Amministratori

Partecipate, escluso il Cda per le società minori (anche se organizzate senza direttore generale)

La mole delle incombenze e la complessità gestionale giustificano l'opzione assembleare di un organo collegiale

di Michele Nico

Con riferimento alla governance delle società a controllo pubblico, la mole delle incombenze a carico dell'organo esecutivo per la mancata previsione della figura del direttore generale nella macrostruttura, nonché l'asserita complessità gestionale relativa ai servizi svolti non sono ragioni valide per giustificare l'opzione assembleare di un organo collegiale in alternativa all'amministratore unico che, secondo l'articolo 11, comma 3, del Tusp, è di norma l'organo amministrativo da nominare alla guida delle società in mano pubblica, per necessità di contenimento dei costi.

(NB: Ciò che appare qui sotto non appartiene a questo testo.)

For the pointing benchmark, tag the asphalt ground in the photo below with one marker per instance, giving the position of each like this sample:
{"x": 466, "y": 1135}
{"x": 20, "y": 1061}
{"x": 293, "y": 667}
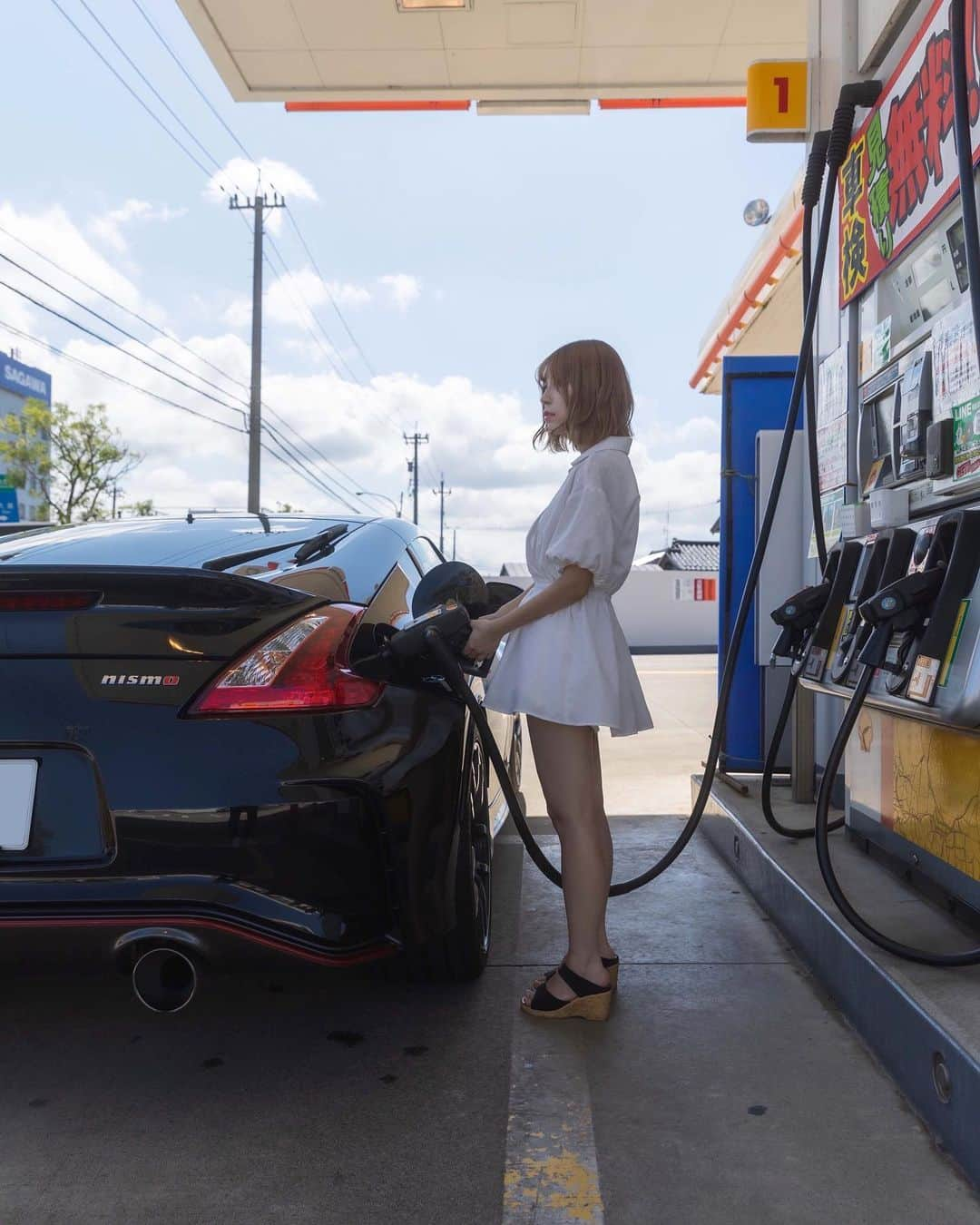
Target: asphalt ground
{"x": 723, "y": 1089}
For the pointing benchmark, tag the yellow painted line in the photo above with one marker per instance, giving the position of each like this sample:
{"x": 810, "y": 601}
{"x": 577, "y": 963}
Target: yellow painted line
{"x": 550, "y": 1173}
{"x": 550, "y": 1176}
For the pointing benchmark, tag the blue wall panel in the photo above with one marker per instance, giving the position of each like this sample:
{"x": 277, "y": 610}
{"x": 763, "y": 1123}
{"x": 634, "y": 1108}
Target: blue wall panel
{"x": 755, "y": 396}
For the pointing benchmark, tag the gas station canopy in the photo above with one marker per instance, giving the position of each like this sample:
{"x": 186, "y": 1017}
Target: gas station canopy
{"x": 518, "y": 55}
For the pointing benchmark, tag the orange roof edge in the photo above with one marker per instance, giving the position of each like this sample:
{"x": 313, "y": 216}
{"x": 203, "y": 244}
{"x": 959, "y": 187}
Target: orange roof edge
{"x": 668, "y": 103}
{"x": 786, "y": 247}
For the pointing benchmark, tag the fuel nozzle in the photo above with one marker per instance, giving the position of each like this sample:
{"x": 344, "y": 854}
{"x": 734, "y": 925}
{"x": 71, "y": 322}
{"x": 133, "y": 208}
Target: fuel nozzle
{"x": 902, "y": 605}
{"x": 797, "y": 616}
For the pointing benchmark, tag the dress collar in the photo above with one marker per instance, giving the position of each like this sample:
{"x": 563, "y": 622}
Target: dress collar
{"x": 614, "y": 443}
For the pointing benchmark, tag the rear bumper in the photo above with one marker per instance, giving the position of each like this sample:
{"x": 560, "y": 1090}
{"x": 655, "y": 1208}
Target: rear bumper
{"x": 109, "y": 925}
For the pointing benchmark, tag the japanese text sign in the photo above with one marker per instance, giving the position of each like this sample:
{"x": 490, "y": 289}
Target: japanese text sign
{"x": 900, "y": 169}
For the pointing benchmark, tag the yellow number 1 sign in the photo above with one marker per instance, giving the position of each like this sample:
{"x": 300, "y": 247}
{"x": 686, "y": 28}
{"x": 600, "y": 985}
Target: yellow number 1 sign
{"x": 777, "y": 101}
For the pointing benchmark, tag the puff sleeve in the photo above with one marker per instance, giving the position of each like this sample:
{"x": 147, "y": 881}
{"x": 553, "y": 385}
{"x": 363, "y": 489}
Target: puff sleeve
{"x": 585, "y": 535}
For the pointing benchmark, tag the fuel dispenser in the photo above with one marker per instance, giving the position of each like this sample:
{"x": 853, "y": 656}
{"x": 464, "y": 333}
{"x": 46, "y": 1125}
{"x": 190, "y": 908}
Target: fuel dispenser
{"x": 900, "y": 648}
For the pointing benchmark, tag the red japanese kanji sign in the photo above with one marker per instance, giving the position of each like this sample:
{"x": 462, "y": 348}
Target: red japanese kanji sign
{"x": 900, "y": 168}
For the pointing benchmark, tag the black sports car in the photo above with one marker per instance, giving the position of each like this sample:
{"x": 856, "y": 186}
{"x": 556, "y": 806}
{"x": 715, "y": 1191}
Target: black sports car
{"x": 190, "y": 760}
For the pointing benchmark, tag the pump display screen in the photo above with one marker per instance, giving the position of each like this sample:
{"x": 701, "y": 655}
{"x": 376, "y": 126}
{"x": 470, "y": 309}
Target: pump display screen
{"x": 859, "y": 574}
{"x": 958, "y": 249}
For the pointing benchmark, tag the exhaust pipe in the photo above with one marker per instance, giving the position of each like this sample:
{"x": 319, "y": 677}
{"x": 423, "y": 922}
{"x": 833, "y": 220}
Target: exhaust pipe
{"x": 164, "y": 979}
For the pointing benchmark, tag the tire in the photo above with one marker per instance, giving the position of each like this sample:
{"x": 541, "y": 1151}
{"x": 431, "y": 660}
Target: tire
{"x": 461, "y": 955}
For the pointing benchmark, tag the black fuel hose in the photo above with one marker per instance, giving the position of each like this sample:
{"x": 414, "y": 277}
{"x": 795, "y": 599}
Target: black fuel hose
{"x": 766, "y": 793}
{"x": 810, "y": 199}
{"x": 861, "y": 93}
{"x": 969, "y": 957}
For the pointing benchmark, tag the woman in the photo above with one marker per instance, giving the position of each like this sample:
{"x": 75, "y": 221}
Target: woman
{"x": 566, "y": 664}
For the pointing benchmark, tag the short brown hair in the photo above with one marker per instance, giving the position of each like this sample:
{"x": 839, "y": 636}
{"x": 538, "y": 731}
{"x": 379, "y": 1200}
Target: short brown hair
{"x": 593, "y": 380}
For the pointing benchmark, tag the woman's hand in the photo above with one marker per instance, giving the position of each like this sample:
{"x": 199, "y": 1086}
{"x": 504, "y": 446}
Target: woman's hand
{"x": 484, "y": 639}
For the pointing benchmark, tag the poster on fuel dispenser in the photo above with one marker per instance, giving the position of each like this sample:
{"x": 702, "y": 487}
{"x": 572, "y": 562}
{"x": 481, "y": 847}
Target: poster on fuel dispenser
{"x": 900, "y": 168}
{"x": 832, "y": 420}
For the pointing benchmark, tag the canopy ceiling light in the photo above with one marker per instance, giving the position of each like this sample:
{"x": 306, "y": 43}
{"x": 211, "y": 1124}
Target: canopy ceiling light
{"x": 414, "y": 5}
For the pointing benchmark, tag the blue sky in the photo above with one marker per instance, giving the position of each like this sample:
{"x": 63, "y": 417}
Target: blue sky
{"x": 461, "y": 250}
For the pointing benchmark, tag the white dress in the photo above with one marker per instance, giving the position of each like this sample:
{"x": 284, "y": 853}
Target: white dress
{"x": 573, "y": 667}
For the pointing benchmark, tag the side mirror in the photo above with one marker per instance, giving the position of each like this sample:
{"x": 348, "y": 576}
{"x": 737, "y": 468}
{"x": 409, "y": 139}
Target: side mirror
{"x": 497, "y": 594}
{"x": 451, "y": 581}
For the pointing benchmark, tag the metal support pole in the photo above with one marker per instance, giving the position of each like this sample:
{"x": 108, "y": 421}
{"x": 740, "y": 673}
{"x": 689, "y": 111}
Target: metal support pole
{"x": 413, "y": 467}
{"x": 441, "y": 494}
{"x": 255, "y": 397}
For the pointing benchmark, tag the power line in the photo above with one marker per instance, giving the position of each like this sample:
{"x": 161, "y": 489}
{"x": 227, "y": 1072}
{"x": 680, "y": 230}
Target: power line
{"x": 119, "y": 378}
{"x": 293, "y": 220}
{"x": 161, "y": 332}
{"x": 305, "y": 475}
{"x": 125, "y": 83}
{"x": 119, "y": 305}
{"x": 220, "y": 186}
{"x": 118, "y": 328}
{"x": 203, "y": 97}
{"x": 326, "y": 485}
{"x": 113, "y": 345}
{"x": 291, "y": 283}
{"x": 326, "y": 287}
{"x": 150, "y": 86}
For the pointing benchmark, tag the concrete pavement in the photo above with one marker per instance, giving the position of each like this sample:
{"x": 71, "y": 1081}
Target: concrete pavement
{"x": 724, "y": 1088}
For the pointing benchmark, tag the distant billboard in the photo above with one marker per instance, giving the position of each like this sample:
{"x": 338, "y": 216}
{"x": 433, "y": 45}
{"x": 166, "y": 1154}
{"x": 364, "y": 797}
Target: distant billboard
{"x": 24, "y": 381}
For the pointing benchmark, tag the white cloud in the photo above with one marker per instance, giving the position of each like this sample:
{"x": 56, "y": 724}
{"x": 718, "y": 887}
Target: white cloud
{"x": 58, "y": 238}
{"x": 480, "y": 438}
{"x": 109, "y": 226}
{"x": 402, "y": 288}
{"x": 699, "y": 431}
{"x": 290, "y": 298}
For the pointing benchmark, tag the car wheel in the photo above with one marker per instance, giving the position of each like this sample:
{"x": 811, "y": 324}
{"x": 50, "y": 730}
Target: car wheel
{"x": 461, "y": 955}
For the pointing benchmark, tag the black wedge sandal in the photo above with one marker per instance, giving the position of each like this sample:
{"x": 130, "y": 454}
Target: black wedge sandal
{"x": 592, "y": 1002}
{"x": 609, "y": 963}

Lo ha affermato la Corte dei conti, Sezione di controllo per l'Abruzzo, con la deliberazione n. 58/2023/VSG.

Il caso
La Sezione ha preso in esame i piani di ricognizione periodica adottati nel biennio 2021-2022 da un Comune ex articolo 20 del Tusp, e ha rilevato molteplici profili di criticità in ordine alla gestione di due società in house, l'una frutto della trasformazione di un'azienda speciale operata dal Comune nel 2019, affidataria dei servizi sociali e delle farmacie comunali, e l'altra istituita nel 2007 per la gestione delle riscossioni dell'ente locale.
Con riferimento a tali società – di cui la seconda in condizioni di estrema precarietà economico-finanziaria – la Corte ha evidenziato una «non adeguata motivazione dei piani di razionalizzazione delle partecipazioni detenute al 31 dicembre 2021 e 2022 sia in ordine alle ragioni che giustificano l'indispensabilità dello strumento societario per lo svolgimento dei servizi comunali affidati, sia in ordine al correlato mantenimento di due distinti veicoli societari in house».
Per quanto riguarda la prima società titolare dei servizi alla persona, la Corte ha obiettato che essa è retta da un organo collegiale e non da un amministratore unico, mentre la delibera assembleare di nomina del cda non ha motivato le «specifiche ragioni di adeguatezza organizzativa» a supporto di tale opzione (articolo 11, commi 2 e 3, del Tusp).
Sul punto, il Comune socio ha fornito le seguenti controdeduzioni:
a) l'ente ha ritenuto di poter mantenere nell'amministrazione della società in house gli organi dell'ex-azienda speciale, che per legge sono il cda, il presidente e il direttore (articolo 114 del Tuel);
b) nella macrostruttura societaria non è stata comunque prevista la figura del direttore generale, per cui tutte le attività gestionali riconducibili ai servizi svolti fanno totalmente carico all'organo esecutivo, che per questa ragione è stato costituito in forma collegiale.

Le censure della Corte
Per contro, la Sezione ha evidenziato che la scelta di un cda per la società considerata non si giustifica in rapporto alla «semplicità della struttura organizzativa e la circoscritta operatività, sia qualitativa (due sole tipologie di servizi gestiti) che quantitativa (ambito territoriale di riferimento)».
Oltretutto, nel caso di specie la società ha un unico socio e non si pone quindi la questione di assicurare la rappresentanza di altri soci nell'esecutivo per garantire l'esercizio del «controllo analogo congiunto».
Di qui la censura per l'opzione organizzativa prescelta, che secondo i giudici non solo costituisce «una palese violazione del disposto dell'art. 11 del Tusp, ma appare, altresì, ridondare in un evidente mancato esercizio da parte del Comune dei poteri e degli obblighi di vigilanza sullo stesso gravante uti socius di una società interamente partecipata, secondo il modello dell'in house».